Ziemlich gescheit ohne Forschungsauftrag: Alter Mann (Euripides, 485/84-406 v. Chr.)

Meine Lieblings-Provinz-Postille, die liberal-katholische „Rheinische Post“, schätze ich für den in ihren Texten gelegentlich aufblitzenden staubtrockenen Humor. Beispiel? „Die klassische Entscheidungstheorie“, wird aus der Welt der Wissenschaften reportiert, „geht bislang davon aus, dass der Mensch ein höchst rationales Wesen ist – ein Zustand, der in der Realität so nicht nachgewiesen werden konnte.“ Ob wohl ich nur selten Berührung mit der Realität habe, ist mir der Verdacht auch schon gekommen, dass Rationalität etwas überschätzt wird. Ganz genau wissen kann mans freilich nicht, also untersuchen wir das sicherheitshalber mal wissenschaftlich. Gottlob haben wir eine „Arbeitsstelle Rationalität im Licht der experimentellen Wirtschaftsforschung“. Die untersucht in einem auf zehn Jahre (!) angelegten Projekt (Gesamtkosten 2,7 Mio.!), ob es eventuell sein könnte, dass Menschen nur „eingeschränkt rational“ handeln. Bis 2016 will man das herausgefunden haben.

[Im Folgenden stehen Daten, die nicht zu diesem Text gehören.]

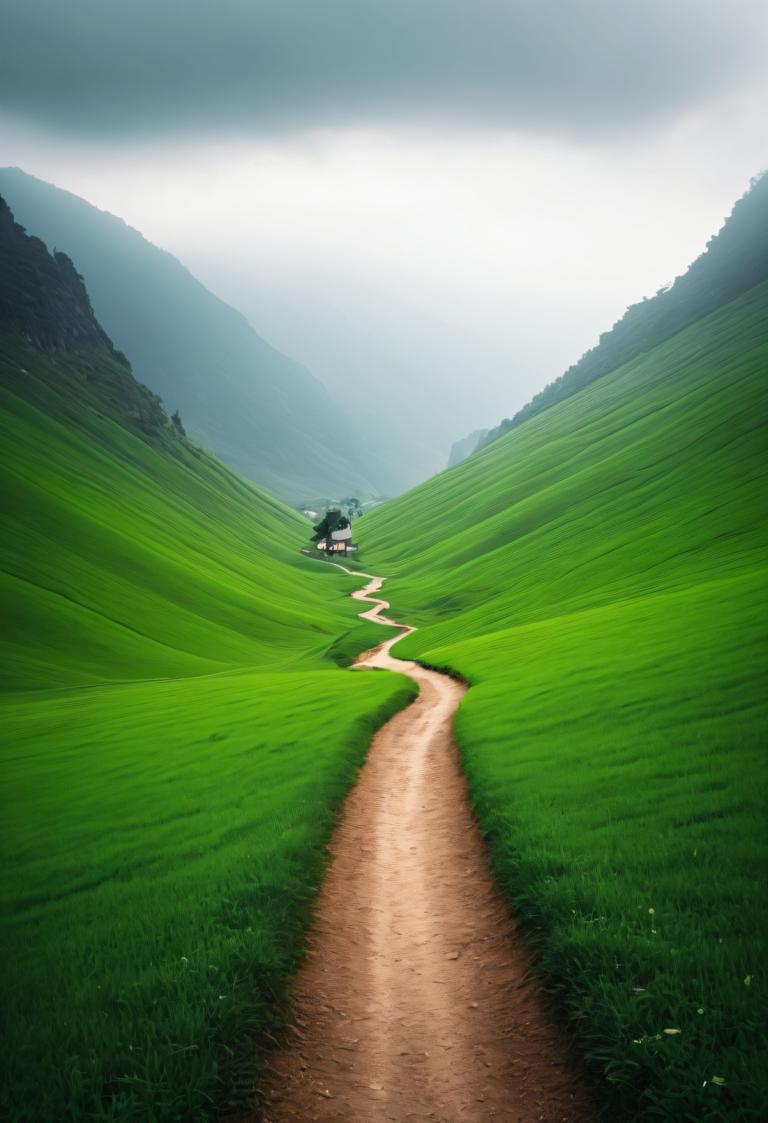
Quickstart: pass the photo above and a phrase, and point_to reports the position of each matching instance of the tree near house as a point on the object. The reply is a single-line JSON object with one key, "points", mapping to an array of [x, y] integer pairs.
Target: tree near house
{"points": [[332, 520]]}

Obschon, eigentlich weiß das der Altsprachlich-Humanistisch-Gebildete schon seit rund 2500 Jahren, wie die kürzlich bereits angeführten Euripides-Worte zeigen: „Einsicht fehlt /
den meisten nicht, ganz anders liegt der Grund:
/ Was recht ist, sehen wir und wissen wir
/ und tun es doch nicht, seis aus Lässigkeit,
/ seis weil die Lust des Augenblicks / das Werk
verdrängt, und mancherlei Verlockung gibt’s …“ Nicht wahr? Vernunft, das ist ein hohes Gut, nur fragt sich, wer besitzt davon genug? Na, ich jedenfalls nicht. Ich selber trinke, lese, esse, liebe, enthusiasmiere & bewundere mehr, als mir gut tut. Ich lebe praktisch ständig wider besseres Wissen! Das könnte auf meinem Grabstein stehen: „Er lebte wider die Einsicht“. Was ich mich sehr beschämt und mich meine Eitelkeit gewahr werden lässt: Ich habe nicht zu der unnachahmlichen Noblesse und Zurückhaltung von Loriot gefunden, dem einhellig zum ewigen Bundespräsidenten deutsch-humorigen Selbstverständnisses gekorenen großen verstorbenen Mannes, der, auf die Frage, was auf seinem Grabstein stehen solle, geantwortet hat:„Nun, es wäre wahrscheinlich zweckdienlich, wenn mein Name darauf stünde.“

Wenn ich in hohem Lebensalter noch einen Wunsch hätte, dann wäre es wohl der, ein solcher zu werden, wie der Herr von Bülow einer war: Geistvoll, bescheiden, nobel bis vornehm, unschlagbar in seinem göttlichen Understatement und unnachahmlich in seiner hoch-eleganten Selbstironie! Ich schaffe es nicht. Ich bin zwar auch preußischer Herkunft, aber eher pommersch-plebeisch-proletenmäßig, peinlich pöbelhaft um meine Reputation bedacht. Um jede Peinlichkeit, vor allem die der Eitelkeit zu vermeiden, muss man es wahrscheinlich genetisch-gebürtig „nicht nötig haben“. Im Zeitalter egozentrisch-selbstbewusster Ich-Ich-Brüllerei gebe ich gern zu: Ich wäre gern ein anderer. Für mediale Karrieren ist das schlecht. Jungen rational handelnden Menschen rate ich daher unbedingt, sich selber absolut und zweifelsdicht „echt toll“ zu finden. Das hilft! Sich selber peinlich und aller Zweifel wert zu finden, ist echt keine gute Voraussetzung, um öffentliche Aufstiegschancen zu befeuern!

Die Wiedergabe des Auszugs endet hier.